Lubuskie. Pijany kierował ruchem na DK92. "Policjanci zatrzymali się na jego sygnał"
44-latek, kierujący ruchem na DK92 w okolicy miejscowości Boczów (woj. lubuskie) dał policjantom sygnał do zatrzymania. Mundurowi postanowili zbadać jego trzeźwość - okazało się, że mężczyzna miał w organizmie ponad promil alkoholu.
W godzinach porannych we wtorek 7 czerwca policjanci pełniący służbę na ruchliwej DK92 w pewnym momencie zatrzymali się na sygnał kierującego ruchem mężczyzny.
ZOBACZ: Dolnośląskie. 22-latek podejrzany o zabójstwo znajomego. Podpalił dom, by zatrzeć ślady
"Funkcjonariusze zauważyli jednak, że mężczyzna ma problem z utrzymaniem równowagi, co od razu wzbudziło ich podejrzenia" - podaje starszy sierżant Klaudia Biernacka z Komendy Powiatowej Policji w Sulęcinie.
Mundurowi postanowili potwierdzić swoje podejrzenia i przebadali 44-latka pod kątem trzeźwości. Okazało się, że mężczyzna miał w organizmie ponad promil alkoholu.

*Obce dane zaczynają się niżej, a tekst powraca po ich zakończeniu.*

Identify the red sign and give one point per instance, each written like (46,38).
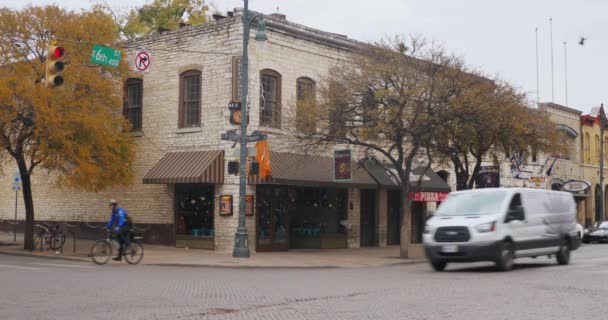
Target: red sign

Droga o dużym natężeniu ruchu
Policjanci przypomnieli jednocześnie, że DK92 jest trasą o dużym natężeniu ruchu "przede wszystkim pojazdów ciężarowych"
"Nie ciężko jest wyobrazić sobie, co mogłoby się stać w sytuacji, gdy mężczyzna nadałby nieprawidłowy sygnał lub zrobiłby to zbyt późno" - komentuje Klaudia Biernacka.
ZOBACZ: Kostrzyn. Mężczyzna wyrzucił psa przez okno na drugim piętrze
Mężczyzna został natychmiast odsunięty od kierowania ruchem, a w pracy zastąpił go trzeźwy kolega.
44-latek odpowie przed sądem, za "pełnienie w stanie nietrzeźwości czynności związanych z zapewnieniem bezpieczeństwa w ruchu" grozi mu do 5 lat pozbawienia wolności. Policjanci dodają, że najprawdopodobniej "straci również uprawnienia do regulacji ruchem".